Overall, this was a very middle of the road movie. It wasn’t bad. It wasn’t great. As a result, I can’t really say that I recommend it. If you really loved it a long time ago, nostalgia might be enough to get you over the comedy hump that I couldn’t climb. It wasn’t enough for me.

Have you seen Men in Black? If so, what did you think?

7 thoughts on “Men in Black (1997)

    1. I thought while watching that with all the “UAP disclosure” in the news over the last few years that it’s starting to feel relevant. Lol.

  1. Good comments about the intended audience. BTW, I wrote a comment on your “Back to the Future” movie review: “I like how you questioned the time travel paradoxes, specifically “Where did he go?” Nevertheless, this trilogy is one of my all-time favorites; it makes a difference, too, that I later watched it again with my then-teen son, and we enjoyed it together.” When I clicked the blue “comment” button on your site, it said, “Sorry, you must be logged in to comment” even though I was logged in.

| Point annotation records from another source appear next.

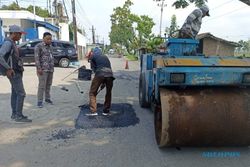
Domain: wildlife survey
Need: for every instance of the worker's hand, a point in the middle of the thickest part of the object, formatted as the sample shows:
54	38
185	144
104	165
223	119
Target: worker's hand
10	73
39	72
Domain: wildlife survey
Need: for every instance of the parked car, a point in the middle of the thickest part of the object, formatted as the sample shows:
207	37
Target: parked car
64	52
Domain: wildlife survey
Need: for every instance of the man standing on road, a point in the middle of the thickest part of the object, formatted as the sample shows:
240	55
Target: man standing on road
45	69
192	25
12	65
101	66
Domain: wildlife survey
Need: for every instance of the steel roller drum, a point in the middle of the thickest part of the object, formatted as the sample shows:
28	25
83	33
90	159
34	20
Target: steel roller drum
215	116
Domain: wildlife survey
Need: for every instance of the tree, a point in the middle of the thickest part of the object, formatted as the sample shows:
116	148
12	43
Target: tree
173	27
13	6
129	30
244	46
121	28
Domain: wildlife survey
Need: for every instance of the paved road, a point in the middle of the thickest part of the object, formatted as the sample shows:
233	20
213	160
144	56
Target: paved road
52	140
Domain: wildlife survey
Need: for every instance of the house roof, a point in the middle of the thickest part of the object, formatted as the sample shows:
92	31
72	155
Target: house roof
45	24
208	35
19	14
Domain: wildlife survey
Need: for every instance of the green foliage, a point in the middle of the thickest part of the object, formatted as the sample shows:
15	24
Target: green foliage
173	27
129	30
154	43
121	28
131	57
13	6
243	49
39	11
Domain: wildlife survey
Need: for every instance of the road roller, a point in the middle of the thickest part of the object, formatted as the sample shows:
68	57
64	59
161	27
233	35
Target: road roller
197	100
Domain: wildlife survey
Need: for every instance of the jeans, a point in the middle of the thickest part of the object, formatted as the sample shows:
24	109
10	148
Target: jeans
96	83
17	93
45	82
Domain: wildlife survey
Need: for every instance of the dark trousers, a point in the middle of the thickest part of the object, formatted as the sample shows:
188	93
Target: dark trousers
95	84
44	86
17	93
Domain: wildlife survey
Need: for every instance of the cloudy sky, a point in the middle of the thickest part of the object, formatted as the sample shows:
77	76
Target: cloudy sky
229	19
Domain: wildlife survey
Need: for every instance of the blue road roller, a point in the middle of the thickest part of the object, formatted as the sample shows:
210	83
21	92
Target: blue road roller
197	100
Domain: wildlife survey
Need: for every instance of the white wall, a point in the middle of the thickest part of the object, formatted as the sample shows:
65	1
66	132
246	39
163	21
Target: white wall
64	31
42	30
81	39
19	14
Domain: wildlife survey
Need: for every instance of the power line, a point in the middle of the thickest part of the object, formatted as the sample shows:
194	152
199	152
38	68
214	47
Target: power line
222	4
216	17
83	12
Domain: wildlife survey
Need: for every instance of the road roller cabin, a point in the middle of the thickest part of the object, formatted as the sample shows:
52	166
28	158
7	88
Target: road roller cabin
197	100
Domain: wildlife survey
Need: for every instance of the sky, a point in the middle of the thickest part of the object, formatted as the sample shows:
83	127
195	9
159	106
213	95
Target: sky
229	19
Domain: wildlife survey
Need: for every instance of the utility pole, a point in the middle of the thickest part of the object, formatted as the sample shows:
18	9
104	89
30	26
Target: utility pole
93	34
49	4
34	13
74	21
161	4
97	38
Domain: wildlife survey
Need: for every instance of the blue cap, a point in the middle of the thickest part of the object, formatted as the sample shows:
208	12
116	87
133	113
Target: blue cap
15	28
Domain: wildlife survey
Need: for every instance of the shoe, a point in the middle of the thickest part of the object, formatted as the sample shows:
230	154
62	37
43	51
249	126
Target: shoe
40	104
13	116
91	114
48	101
106	112
22	119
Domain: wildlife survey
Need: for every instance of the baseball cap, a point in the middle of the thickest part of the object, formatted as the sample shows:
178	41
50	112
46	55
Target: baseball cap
205	9
15	28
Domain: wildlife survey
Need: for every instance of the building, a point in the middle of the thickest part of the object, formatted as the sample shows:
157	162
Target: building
214	46
34	25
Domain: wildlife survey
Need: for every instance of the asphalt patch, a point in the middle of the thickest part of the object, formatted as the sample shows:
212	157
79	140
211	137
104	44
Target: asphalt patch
122	115
62	134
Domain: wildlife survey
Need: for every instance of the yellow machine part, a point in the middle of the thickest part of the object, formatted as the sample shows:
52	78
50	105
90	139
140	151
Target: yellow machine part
213	116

    1. Thanks! I didn’t know whether that comment about the audience would make sense or not.

      I don’t know why some of my posts give people issues re: leaving comments. I had to turn on some security measures, so that the only people who could leave comments had WP log-ins. I was getting a lot of spam at one point and some of it was either lewd or hateful. But apparently doing that will sometimes cause problems. People will be logged in via their browser, and WP won’t believe them that they’re logged in. Maybe it makes a difference re: what browser you’re using, but I don’t know. That’s more of a WP issue than a me issue, but obviously it effects people who read my site and I’m sorry it happens.

      1. It’s probably because of those security measures. Anyway, I discovered an end-around; if I put a “like” via your site on one of your older posts (which I usually do anyway), I then go to the WordPress Reader and click on “Likes.” Your post then pops up in the Reader, and I can comment from there. With your newer posts, it doesn’t matter because they appear in the Reader anyway.

  2. You can disregard the bulk of my earlier comment here; I was able to post my “Back to the Future” comment through the WordPress Reader instead of from your site.